Its advantages are its simplicity and its ability to handle edge cases automatically. For instance, if you ask the LLM for a JSON format and it fails to provide it, CrewAI will handle that error for you.
However, its main drawback is that it’s highly abstracted. You are essentially just writing prompts. You design your agent by describing what it does, what its task is, and how it passes its output to the next agent. This high level of abstraction makes it difficult to control. What if you want to add a node that doesn’t involve an LLM call? It’s difficult to do that in CrewAI. A major disadvantage is its high consumption of LLM requests. The input prompts can become very large, leading to high costs. If you use CrewAI, be sure to monitor your API usage and costs carefully.
LangGraph
This brings us to one of the most powerful and flexible frameworks: LangGraph. The idea behind LangGraph is that you build a graph of nodes. LangGraph itself simply provides the structure for building this graph. You define a graph with a starting node, specify what node comes next, and how nodes can branch.
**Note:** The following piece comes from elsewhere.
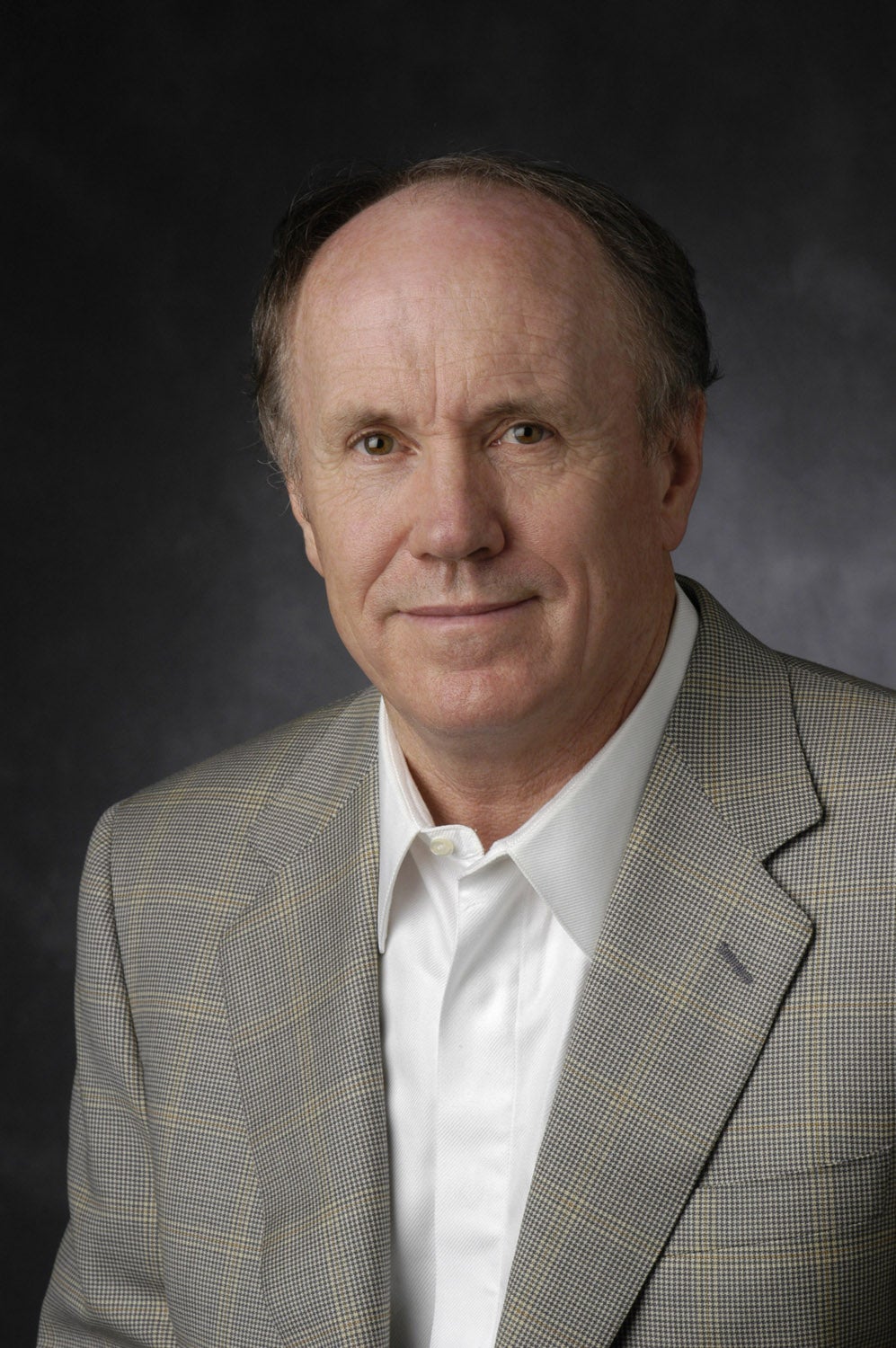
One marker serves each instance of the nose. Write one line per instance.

You have complete freedom to implement the nodes however you wish. Inside a LangGraph node, you can do anything. You can make a request to GPT, use a local model, or not use an LLM at all. Your node could simply fetch data from an API. LangGraph’s flexibility is its greatest strength. It organizes the structure of your agent, but you control the implementation. This is the framework we will be exploring in this series.
Other Frameworks
Other notable frameworks include Microsoft AutoGen, OpenAI Assistants, and Smol Agent. Smol is a code-generation agent that takes a problem and writes the code to solve it.